Bio: Dominique Lavenier is a senior CNRS (French National Center for Scientific Research) researcher and a member of the GenScale bioinformatics team at IRISA/INRIA, Rennes, he created in 2012. His current research interests include bioinformatics, data structures, genomics, parallelism, optimization algorithms, processing-in-memory, and DNA storage. He is currently leading the dnarXiv project whose goal is to explore various strategies for archiving information on DNA.
(Thursday 21th 3:50 pm) Julia Stoyanovich, NYU Center for Data Science, USA
Building Data Equity Systems
(Friday 22nd 2:00 pm) Cynthia C. S. Liem, Delft University of Technology, The Netherlands
Working as intended? On validation and validity in data processing pipelines
In the current era of big data, we can acquire and analyze more data than ever, but this data is unstructured and messy, and measurement procedures may not have been optimal.

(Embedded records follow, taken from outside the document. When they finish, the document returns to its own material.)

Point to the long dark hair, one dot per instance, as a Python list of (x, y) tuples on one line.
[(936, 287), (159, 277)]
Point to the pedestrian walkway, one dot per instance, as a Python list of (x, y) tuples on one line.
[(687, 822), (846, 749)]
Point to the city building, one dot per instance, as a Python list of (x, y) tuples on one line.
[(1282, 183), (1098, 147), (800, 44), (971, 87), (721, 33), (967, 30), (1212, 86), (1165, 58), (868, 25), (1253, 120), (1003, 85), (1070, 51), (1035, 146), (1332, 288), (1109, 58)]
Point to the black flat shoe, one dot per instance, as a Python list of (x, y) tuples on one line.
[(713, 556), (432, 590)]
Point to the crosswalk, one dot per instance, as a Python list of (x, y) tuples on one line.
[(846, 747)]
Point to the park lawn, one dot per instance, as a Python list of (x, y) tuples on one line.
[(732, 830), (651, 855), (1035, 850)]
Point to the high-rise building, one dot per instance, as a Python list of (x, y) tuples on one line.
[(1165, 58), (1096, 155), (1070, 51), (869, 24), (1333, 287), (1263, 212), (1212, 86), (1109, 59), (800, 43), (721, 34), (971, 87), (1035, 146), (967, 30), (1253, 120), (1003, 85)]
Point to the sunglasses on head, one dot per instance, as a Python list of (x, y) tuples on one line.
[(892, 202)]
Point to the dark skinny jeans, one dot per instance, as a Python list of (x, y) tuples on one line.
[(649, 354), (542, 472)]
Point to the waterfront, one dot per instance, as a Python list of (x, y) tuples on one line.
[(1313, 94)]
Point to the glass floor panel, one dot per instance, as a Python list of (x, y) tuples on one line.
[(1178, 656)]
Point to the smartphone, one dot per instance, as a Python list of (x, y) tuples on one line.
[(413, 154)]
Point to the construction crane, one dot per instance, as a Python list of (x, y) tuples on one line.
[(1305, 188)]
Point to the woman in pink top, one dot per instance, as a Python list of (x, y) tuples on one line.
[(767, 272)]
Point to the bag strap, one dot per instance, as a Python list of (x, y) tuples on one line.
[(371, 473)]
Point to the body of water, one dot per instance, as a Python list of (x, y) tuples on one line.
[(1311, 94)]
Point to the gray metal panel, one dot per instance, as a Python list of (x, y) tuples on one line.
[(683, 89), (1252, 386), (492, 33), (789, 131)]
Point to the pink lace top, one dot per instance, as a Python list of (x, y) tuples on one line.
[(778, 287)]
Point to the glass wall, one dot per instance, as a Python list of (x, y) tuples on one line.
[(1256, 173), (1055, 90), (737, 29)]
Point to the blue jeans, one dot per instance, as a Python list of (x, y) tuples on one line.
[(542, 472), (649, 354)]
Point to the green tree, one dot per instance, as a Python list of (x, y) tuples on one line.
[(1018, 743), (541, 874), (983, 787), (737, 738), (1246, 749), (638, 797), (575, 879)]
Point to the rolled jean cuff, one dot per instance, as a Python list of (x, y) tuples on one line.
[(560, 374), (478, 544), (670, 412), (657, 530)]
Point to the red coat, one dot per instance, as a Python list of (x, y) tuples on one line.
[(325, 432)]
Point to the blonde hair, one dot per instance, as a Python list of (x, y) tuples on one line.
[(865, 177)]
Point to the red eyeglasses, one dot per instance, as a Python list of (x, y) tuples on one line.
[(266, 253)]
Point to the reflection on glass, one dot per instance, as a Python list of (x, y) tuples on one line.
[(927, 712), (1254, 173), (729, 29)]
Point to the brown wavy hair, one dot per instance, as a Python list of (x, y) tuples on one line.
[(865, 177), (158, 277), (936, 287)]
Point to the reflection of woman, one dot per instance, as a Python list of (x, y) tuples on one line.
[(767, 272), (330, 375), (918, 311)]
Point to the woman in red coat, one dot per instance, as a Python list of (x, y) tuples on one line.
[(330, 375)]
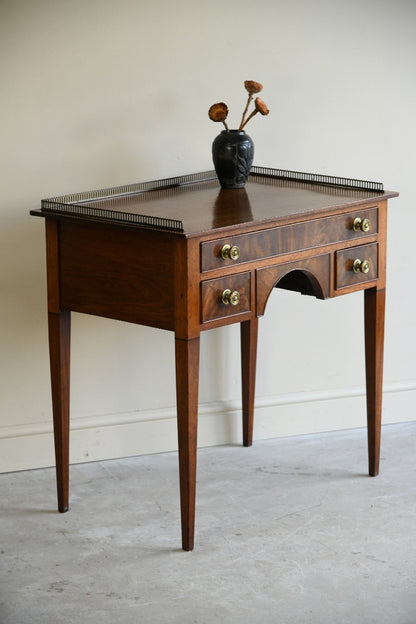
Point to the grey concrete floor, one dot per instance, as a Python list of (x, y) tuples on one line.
[(288, 531)]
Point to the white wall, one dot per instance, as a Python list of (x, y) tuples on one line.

Even more strongly, in many human-focused use cases, we may not be able to fully articulate what and where to measure, even though we have a good intuitive sense on what is an intended or unintended outcome.
To make this even more challenging, multiple examples exist where techniques were ‘working as intended’ according to traditional metrics and evaluation procedures, but where in actual systems, they turned out not to, even causing societally problematic outcomes.
In this keynote presentation, I will discuss how my interest in this topic was triggered in the music domain, and illustrate how my team currently seeks to more broadly gain confidence in computational measurement procedures, drawing inspiration from metrology, psychometric validity, software testing, and metascientific and open science practices. In this, I will address both tensions and connection opportunities between design, science and engineering methodologies, and argue why I feel these particularly need to be addressed when working on societally impactful applications.
Bio: Dr Cynthia C. S. Liem is an Associate Professor in the Multimedia Computing Group of Delft University of Technology, The Netherlands, and pianist of the Magma Duo. Her research interests focus on making people discover new interests and content which would not trivially be retrieved in music and multimedia collections, assessing questions of validation and validity in data science, and fostering trustworthy and responsible AI applications when human-interpreted data is involved.
She initiated and co-coordinated the European research projects PHENICX (2013-2016) and TROMPA (2018-2021), focusing on technological enrichment of digital musical heritage, and participated as technical partner in an ERASMUS+ education innovation project on Big Data for Psychological Assessment. She gained industrial experience at Bell Labs Netherlands, Philips Research and Google. She was a recipient of the Lucent Global Science and Google Anita Borg Europe Memorial scholarships, the Google European Doctoral Fellowship 2010 in Multimedia, a finalist of the New Scientist Science Talent Award 2016 for young scientists committed to public outreach, Researcher-in-Residence 2018 at the National Library of The Netherlands, general chair of the ISMIR 2019 conference, and keynote speaker at the RecSys 2021 conference.
Presently, she co-leads the Future Libraries Lab with the National Library of The Netherlands, is track leader of the Trustworthy AI track in the AI for Fintech lab with the ING bank, holds a TU Delft Education Fellowship on Responsible AI teaching, and is a member of the Dutch Young Academy.